İNCELEME VE GEREKÇE :

Uyuşmazlık Mahkemesi Hukuk Bölümü’nün, Ahmet AKYALÇIN’ın Başkanlığında, Üyeler: Mahmut BİLGEN, Ramazan TUNÇ, Sıddık YILDIZ, Ayper GÖKTUNA, Muhittin KARATOPRAK ve Sedat ÇELENLİOĞLU’nun katılımlarıyla yapılan 4.7.2011 günlü toplantısında:

l-İLK İNCELEME: Dosya üzerinde 2247 sayılı Yasa’nın 27. maddesi uyarınca yapılan incelemeye göre, belediyece anılan Yasa’nın 10. maddesinde öngörülen yönteme uygun şekilde ve 12. maddede belirlenen süre içinde başvurulması üzerine Danıştay Başsavcısı tarafından uyuşmazlık çıkarıldığı anlaşıldığından, görev uyuşmazlığının esasının incelenmesine oybirliği ile karar verildi.

II-ESASIN İNCELENMESİ : Raportör-Hakim Gülşen AKAR PEHLİVAN’ın, davanın çözümünde idari yargının görevli olduğu yolundaki raporu ile dosyadaki belgeler okunduktan; ilgili Başsavcılarca görevlendirilen Yargıtay Cumhuriyet Savcısı Mehmet BAYHAN ile Danıştay Savcısı Mehmet AKKAYA’nın davada idari yargının görevli olduğu yolundaki sözlü açıklamaları da dinlendikten sonra GEREĞİ GÖRÜŞÜLÜP DÜŞÜNÜLDÜ :

Dava, Ankara İli, Alemdağ Mahallesi, 3455 ada, 28 sayılı parsel de bulunan binanın imar yolu üzerinde kaldığı, 23.2.2005 gün ve 120 sayılı Belediye Encümeni kararı ile yıktırılmasına karar verildiği ve davalı idare tarafından boşalttırıldıktan sonra kamulaştırmasız el atma yoluyla yıkılması nedeni ile, fazlaya ilişkin talep ve dava hakkı saklı kalmak kaydı ile Ankara 16. Asliye Hukuk Mahkemesinin E:2009/22 sayılı dosyası ile dava açmıştır.
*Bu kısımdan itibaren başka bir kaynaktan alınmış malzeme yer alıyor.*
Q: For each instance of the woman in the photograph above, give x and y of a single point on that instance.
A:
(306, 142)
Ankara 16. As.H. Mahkemesi, 2009/280 E ve 23.7.2009 T.li kararında; “Kamulaştırma Kanunun 26.5.2004 T. ve 5177 sayılı kanunla değiştirilen 19. maddesi gereğince davacının gecekondunun levazım bedelini talep etme hakkı vardır. Bilirkişi raporuna göre gecekondunun levazım bedeli, 60.304,66TL olup; davacıya, davalı tarafından enkaz bedeli olarak verilen 25.000 TL sının, dava tarihindeki güncelleşmiş değeri olan, 32.421,65T mahsup edildiğinde; davacının davalıdan, 60.304,66TL -32.421,65TL= 27.883,01 TL talep etme hakkı bulunmaktadır. Ancak taleple bağlı kalınarak 10.000 TL tahsiline karar verilmesi gerekir” demiştir. Bu karar, Yargıtay 5. H.D.sinin 22.3.2010 T. ve 2009/18134E, 2010/4614K. sayılı kararı ile onanmıştır. Söz konusu davada, fazlaya ait talep ve dava hakları saklı tutulduğundan; müvekkilinin kamulaştırmaksızın el atma ile, idare tarafından evi yıkılmış olduğundan, iş bu dava ile, 17.883 TL sı daha talep edilmek üzere ilk dava tarihinden itibaren yasal faiziyle birlikte tazmini istemiyle yine adli yargı yerinde açılmıştır.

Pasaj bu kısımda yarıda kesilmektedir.